Musically, this is a combination of spoken words with enveloping ambient/noise electronics (track 4 starts with an impressive manipulation of what sounds a field recording of crow), free jazz/avantgarde/atonal breakouts on clarinet. Though I could parallel this journey to what recent Faust are doing, there is too much breadth and exploration for a listener to pay attention to, something that can't be encapsulated in a short review. The good thing is that Mattin has made this available for free on his bandcamp, so you can go over there and be immersed in this weird ocean of sounds. 2018 lp due on Munster Records.

Thursday, April 12, 2018

Thanos Mikroutsikos & Giannis Koutras - Mousiki Praxi Ston Brecht (Musical étude on Brecht)



"The judges follow limply
They were told that justice is simply
What serves our People best
They objected: how are we to know that?
But they'll soon be interpreting it so that
The whole people is under arrest"

Thanos Mikroutsikos is one of the most famous contemporary Greek composers. Obviously, I discovered him during my stay in Thessaloniki and I learned that his songs have been very popular among the left-wing in Greece. Having been a member of the Greek Communist Party in the 1970s, he wrote music on communist poets such as Vladimir Mayakovsky, Yiannis Ritsos and Nazim Hikmet. The album hereby contains original music set on poems by Bertolt Brecht, being either standalone pieces (such as the famous "From A German War Primer" or excerpts from his plays such as Fear And Misery In the Third Reich. Thus this is a departure from the tendency of musicians to interpret songs Brecht had co-written with Kurt Weill, Hanns Eisler and Paul Dessau, such as the magnificent Dagmar Krause on the classics Supply and Demand and Tank Battles.
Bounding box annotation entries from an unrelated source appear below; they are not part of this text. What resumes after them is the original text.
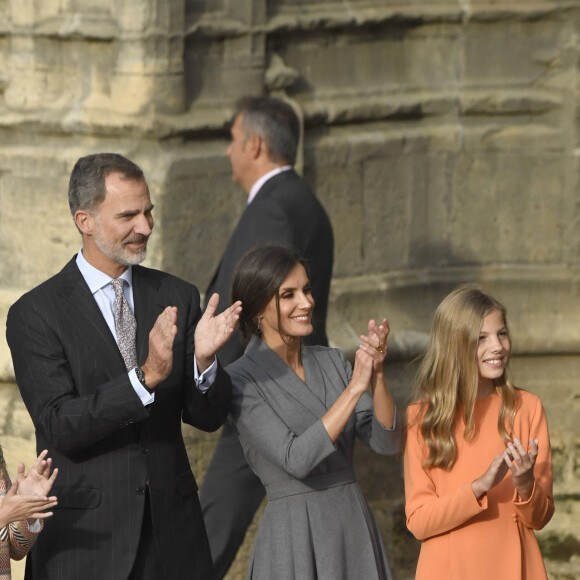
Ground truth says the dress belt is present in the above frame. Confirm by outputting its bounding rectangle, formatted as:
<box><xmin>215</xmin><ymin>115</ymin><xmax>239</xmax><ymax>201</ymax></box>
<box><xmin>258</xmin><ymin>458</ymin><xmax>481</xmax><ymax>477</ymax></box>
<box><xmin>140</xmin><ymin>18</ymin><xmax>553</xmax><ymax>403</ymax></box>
<box><xmin>266</xmin><ymin>467</ymin><xmax>356</xmax><ymax>501</ymax></box>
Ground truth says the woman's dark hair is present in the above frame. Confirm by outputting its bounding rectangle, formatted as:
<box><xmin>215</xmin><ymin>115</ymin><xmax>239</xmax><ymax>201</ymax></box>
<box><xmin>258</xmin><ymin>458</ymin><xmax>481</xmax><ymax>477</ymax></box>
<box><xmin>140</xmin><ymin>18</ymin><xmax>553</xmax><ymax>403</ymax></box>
<box><xmin>231</xmin><ymin>244</ymin><xmax>308</xmax><ymax>342</ymax></box>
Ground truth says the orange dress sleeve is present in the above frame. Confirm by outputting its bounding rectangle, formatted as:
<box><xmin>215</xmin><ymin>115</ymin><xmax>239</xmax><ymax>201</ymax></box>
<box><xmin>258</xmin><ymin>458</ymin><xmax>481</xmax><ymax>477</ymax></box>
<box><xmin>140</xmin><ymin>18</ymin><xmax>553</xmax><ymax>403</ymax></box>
<box><xmin>404</xmin><ymin>405</ymin><xmax>487</xmax><ymax>540</ymax></box>
<box><xmin>513</xmin><ymin>399</ymin><xmax>554</xmax><ymax>530</ymax></box>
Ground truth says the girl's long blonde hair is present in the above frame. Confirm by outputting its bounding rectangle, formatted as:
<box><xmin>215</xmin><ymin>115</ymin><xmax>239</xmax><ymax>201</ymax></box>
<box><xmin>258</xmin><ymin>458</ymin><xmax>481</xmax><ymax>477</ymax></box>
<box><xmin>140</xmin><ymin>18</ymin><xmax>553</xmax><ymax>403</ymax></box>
<box><xmin>415</xmin><ymin>285</ymin><xmax>517</xmax><ymax>470</ymax></box>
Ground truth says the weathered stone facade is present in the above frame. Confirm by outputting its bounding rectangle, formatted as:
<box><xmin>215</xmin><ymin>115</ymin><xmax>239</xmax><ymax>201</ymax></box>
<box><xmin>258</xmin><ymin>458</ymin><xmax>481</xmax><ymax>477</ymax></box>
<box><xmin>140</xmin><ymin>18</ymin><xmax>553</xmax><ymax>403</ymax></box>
<box><xmin>0</xmin><ymin>0</ymin><xmax>580</xmax><ymax>580</ymax></box>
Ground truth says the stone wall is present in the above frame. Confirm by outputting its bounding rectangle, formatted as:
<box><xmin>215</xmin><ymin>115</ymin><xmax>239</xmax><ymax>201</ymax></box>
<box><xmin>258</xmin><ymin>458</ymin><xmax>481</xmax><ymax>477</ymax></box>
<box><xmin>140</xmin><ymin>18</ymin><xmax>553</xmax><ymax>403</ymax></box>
<box><xmin>0</xmin><ymin>0</ymin><xmax>580</xmax><ymax>580</ymax></box>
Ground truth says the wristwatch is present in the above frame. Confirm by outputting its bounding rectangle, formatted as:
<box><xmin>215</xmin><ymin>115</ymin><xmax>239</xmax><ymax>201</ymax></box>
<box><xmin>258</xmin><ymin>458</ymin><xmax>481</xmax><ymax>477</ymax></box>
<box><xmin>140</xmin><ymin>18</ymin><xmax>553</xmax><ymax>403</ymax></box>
<box><xmin>135</xmin><ymin>367</ymin><xmax>151</xmax><ymax>391</ymax></box>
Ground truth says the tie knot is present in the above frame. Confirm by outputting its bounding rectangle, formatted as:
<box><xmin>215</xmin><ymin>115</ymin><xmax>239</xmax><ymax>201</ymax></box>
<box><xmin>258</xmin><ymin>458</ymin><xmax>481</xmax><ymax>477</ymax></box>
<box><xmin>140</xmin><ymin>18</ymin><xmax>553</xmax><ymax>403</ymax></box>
<box><xmin>111</xmin><ymin>278</ymin><xmax>125</xmax><ymax>294</ymax></box>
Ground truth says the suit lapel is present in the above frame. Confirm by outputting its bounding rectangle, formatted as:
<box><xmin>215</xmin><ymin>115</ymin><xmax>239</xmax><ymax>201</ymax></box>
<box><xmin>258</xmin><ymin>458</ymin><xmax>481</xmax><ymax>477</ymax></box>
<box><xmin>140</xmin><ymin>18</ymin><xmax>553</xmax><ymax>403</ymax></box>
<box><xmin>58</xmin><ymin>258</ymin><xmax>125</xmax><ymax>376</ymax></box>
<box><xmin>133</xmin><ymin>266</ymin><xmax>165</xmax><ymax>364</ymax></box>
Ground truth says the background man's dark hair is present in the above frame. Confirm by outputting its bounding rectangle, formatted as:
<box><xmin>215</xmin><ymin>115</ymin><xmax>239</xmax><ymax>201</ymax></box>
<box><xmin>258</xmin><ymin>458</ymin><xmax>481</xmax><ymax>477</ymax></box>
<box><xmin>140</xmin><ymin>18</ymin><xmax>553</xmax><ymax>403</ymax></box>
<box><xmin>236</xmin><ymin>97</ymin><xmax>300</xmax><ymax>165</ymax></box>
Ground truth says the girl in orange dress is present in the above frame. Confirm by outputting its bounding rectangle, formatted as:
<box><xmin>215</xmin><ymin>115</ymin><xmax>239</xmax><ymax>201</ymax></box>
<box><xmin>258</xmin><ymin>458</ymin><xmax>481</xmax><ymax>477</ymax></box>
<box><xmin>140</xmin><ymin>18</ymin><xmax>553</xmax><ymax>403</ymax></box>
<box><xmin>405</xmin><ymin>286</ymin><xmax>554</xmax><ymax>580</ymax></box>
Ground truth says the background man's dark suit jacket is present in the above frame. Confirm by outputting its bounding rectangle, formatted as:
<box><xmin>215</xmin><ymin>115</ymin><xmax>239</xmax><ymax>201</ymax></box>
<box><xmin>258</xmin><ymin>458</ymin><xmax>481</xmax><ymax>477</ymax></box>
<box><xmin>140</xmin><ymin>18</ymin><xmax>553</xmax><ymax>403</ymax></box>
<box><xmin>7</xmin><ymin>259</ymin><xmax>231</xmax><ymax>580</ymax></box>
<box><xmin>205</xmin><ymin>169</ymin><xmax>334</xmax><ymax>366</ymax></box>
<box><xmin>200</xmin><ymin>170</ymin><xmax>334</xmax><ymax>578</ymax></box>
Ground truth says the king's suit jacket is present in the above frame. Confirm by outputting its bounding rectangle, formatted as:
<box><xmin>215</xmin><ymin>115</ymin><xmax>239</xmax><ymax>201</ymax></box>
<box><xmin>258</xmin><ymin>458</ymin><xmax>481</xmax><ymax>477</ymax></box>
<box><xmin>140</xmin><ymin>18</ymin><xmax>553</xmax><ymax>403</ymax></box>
<box><xmin>205</xmin><ymin>169</ymin><xmax>334</xmax><ymax>365</ymax></box>
<box><xmin>6</xmin><ymin>258</ymin><xmax>231</xmax><ymax>580</ymax></box>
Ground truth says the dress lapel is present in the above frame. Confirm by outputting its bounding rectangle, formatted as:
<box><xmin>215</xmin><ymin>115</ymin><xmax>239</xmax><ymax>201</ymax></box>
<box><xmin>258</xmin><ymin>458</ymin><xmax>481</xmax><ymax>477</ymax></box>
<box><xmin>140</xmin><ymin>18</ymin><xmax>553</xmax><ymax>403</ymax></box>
<box><xmin>245</xmin><ymin>337</ymin><xmax>327</xmax><ymax>418</ymax></box>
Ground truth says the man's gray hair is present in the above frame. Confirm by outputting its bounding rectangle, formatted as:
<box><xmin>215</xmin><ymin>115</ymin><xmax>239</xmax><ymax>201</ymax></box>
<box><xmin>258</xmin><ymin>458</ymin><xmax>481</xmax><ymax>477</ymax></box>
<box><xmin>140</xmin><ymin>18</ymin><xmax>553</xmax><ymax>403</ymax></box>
<box><xmin>68</xmin><ymin>153</ymin><xmax>145</xmax><ymax>216</ymax></box>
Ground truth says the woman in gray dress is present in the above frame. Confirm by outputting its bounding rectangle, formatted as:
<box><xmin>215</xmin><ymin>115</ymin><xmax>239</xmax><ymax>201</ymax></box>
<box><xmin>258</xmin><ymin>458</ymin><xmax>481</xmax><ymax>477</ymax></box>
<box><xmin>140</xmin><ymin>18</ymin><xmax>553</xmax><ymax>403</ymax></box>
<box><xmin>226</xmin><ymin>245</ymin><xmax>401</xmax><ymax>580</ymax></box>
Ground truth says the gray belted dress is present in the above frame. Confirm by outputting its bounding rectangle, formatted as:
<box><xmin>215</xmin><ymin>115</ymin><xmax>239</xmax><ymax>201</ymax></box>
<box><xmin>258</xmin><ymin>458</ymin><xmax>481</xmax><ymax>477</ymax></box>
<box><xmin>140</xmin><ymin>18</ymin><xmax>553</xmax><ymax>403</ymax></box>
<box><xmin>226</xmin><ymin>337</ymin><xmax>401</xmax><ymax>580</ymax></box>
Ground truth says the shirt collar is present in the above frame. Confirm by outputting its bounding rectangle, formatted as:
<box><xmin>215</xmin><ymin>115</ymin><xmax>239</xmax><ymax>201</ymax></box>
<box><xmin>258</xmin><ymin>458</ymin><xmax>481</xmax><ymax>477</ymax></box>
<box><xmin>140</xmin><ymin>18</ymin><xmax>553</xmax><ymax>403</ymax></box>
<box><xmin>248</xmin><ymin>165</ymin><xmax>292</xmax><ymax>204</ymax></box>
<box><xmin>77</xmin><ymin>248</ymin><xmax>133</xmax><ymax>294</ymax></box>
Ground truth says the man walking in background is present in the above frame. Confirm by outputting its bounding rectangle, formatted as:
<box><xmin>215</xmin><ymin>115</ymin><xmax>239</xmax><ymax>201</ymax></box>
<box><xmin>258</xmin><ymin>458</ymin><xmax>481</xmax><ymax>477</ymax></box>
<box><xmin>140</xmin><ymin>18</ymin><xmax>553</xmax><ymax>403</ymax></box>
<box><xmin>200</xmin><ymin>97</ymin><xmax>334</xmax><ymax>578</ymax></box>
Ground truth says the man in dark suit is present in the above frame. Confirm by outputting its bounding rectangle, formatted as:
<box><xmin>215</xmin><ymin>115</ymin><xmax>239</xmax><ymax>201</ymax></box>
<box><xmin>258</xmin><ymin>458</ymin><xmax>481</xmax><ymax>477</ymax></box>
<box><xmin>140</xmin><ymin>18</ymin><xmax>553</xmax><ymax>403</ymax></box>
<box><xmin>200</xmin><ymin>97</ymin><xmax>334</xmax><ymax>578</ymax></box>
<box><xmin>6</xmin><ymin>153</ymin><xmax>241</xmax><ymax>580</ymax></box>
"The lowly must leave this earth
Without having tasted
Any good meat.

For wondering where they come from and
Where they are going
The fine evenings find them
Too exhausted.

They have not yet seen
The mountains and the great sea
When their time is already up.

If the lowly do not
Think about what's low
They will never rise."


The singer is called Yiannis Koutras, a frequent collaborator of Mikroutsikos, most notably on The Southern Cross, an album with music on Nikos Kavadias sailor poems that is Mikroutsikos's most celebrated album. He has a deep, velvety, moist voice that fits great with the ironic tones of the poems and the music. Mikroutsikos also sings on a couple of songs and has a raspy and slightly tuneless delivery which fits perfectly, particularly on the beautiful third track "Of Poor B.B," one of Brecht's most melancholic poems. The music itself is set on piano and reeds, and is very reflective of the music Mikroutsikos made in the 1970s, which was his most political period: it's a mix of modern avant-garde classical music of atonal undertones with hints of bombastic socialist music and the cabaret style Brecht developed in the late 1920s with Weill in The Threepenny Opera and The Rise and Fall of the City of Mahagonny. Of course the experimental nature of the music and the passionate political tone brings this much closer to Hanns Eisler's or Paul Dessau's incidental music in plays like Mother, Mother Courage, Fear and Misery in the Third Reich or The Caucasian Chalk Circle. Mikroutsikos has been very particularly vocal about having been influenced especially by Eisler and about trying to make a musical approximation to Brecht's Verfremdungseffekt (distantiation/alienation effect), and, well, I think he has been very successful in doing so. This album was first released in 1978 on Lyra Records and this is the 2010 cd reissue.